12I Un troupeau dans la cave

Attention !

N'allez pas nous prendre, nous, les Bâ, pour des apathiques, des abdiquants, des accroupis, des paresseux de l'ambition, des abandonnés fatalistes au sable et à la misère. Nous aussi nous avons mené des batailles pour un Mali prospère. C'était une époque encore joyeuse pour notre continent. Tout le monde l'a oublié aujourd'hui, aujourd'hui que la mode est à l'abandon, mais je vous en donne ma parole : dans ces années-là, l'Afrique avait confiance, confiance en ses forces, confiance en l'avenir, confiance en elle-même. La vague de fierté, née des indépendances, continuait de nous porter, peut-être de moins en moins forte de semaine en semaine, mais suffisante pour affronter les journées avec appétit. Même chez les gens modestes. Même dans les familles de cheminots.

Géniale était notre idée, une recette infaillible. Si nous avons échoué, c'est ma faute, je vais vous raconter, ma très grande faute. Malgré ma honte, je ne vous cacherai rien.

— Madame Bâ ! Madame Bâ !

Le troupeau, notre troupeau, se fit annoncer non par les gracieuses clochettes habituelles, mais par une sonnerie stridente. Immédiatement suivie par les appels de mon très jeune amoureux, le gardien de la boutique de téléphone « Universal Contact ». Comme toujours quand il me parle, il balbutiait :

— Madame Bâ, pardon, il a tout de suite raccroché, la ligne était mauvaise. On vous envoie un cadeau. Un cadeau d'Amérique. Il vous sera livré demain au terrain d'aviation. Préparez de l'électricité.

— Tu peux répéter ?

— De l'électricité. Le cadeau américain ne marche qu'à l'électricité. Je te jure, c'est tout ce qu'il a dit.

— Je te crois.

— Madame Bâ, ne pars pas déjà !

Une fois de plus, il voulait m'entraîner dans le réduit qui lui servait de chambre. À douze ans, il promettait, ce petit animal. Il n'a pas déçu. Aujourd'hui, un tiers de siècle plus tard, reconverti dans les paris sur le championnat de France de football, il règne en coq sur les femelles du quartier.

 

Un cadeau ? Électrique ? Les Bâ ont passé la nuit torturés par la devinette.

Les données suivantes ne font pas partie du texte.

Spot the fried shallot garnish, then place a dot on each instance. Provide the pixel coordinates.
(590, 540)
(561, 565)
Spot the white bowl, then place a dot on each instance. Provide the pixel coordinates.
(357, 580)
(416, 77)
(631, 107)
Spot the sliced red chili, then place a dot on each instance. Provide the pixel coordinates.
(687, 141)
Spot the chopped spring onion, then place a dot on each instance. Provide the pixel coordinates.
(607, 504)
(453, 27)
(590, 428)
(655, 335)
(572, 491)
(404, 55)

Un tel envoi n'était pas nouveau. Nos oncles et cousins lointains ne nous oubliaient pas. Régulièrement nous arrivaient les colis les plus divers pour nous aider à supporter la maigre vie de Kayes. Dans mon carnet, pour la seule année 1980, je relève : des conserves Saupiquet, un lecteur de cassettes japonais, une malle de livres scolaires, classes de sixième et cinquième, un jéroboam de Champagne Roederer (où ont-ils la tête ? De l'alcool pour des musulmans ? Dans quel Coran ont-ils lu que Dieu tolère les boissons à bulles ? ), trois paires de chaussures de foot, taille 38,40 et 42, et deux boîtes de vêtements miniatures pour la poupée Barbie et Ken son mari magnifique.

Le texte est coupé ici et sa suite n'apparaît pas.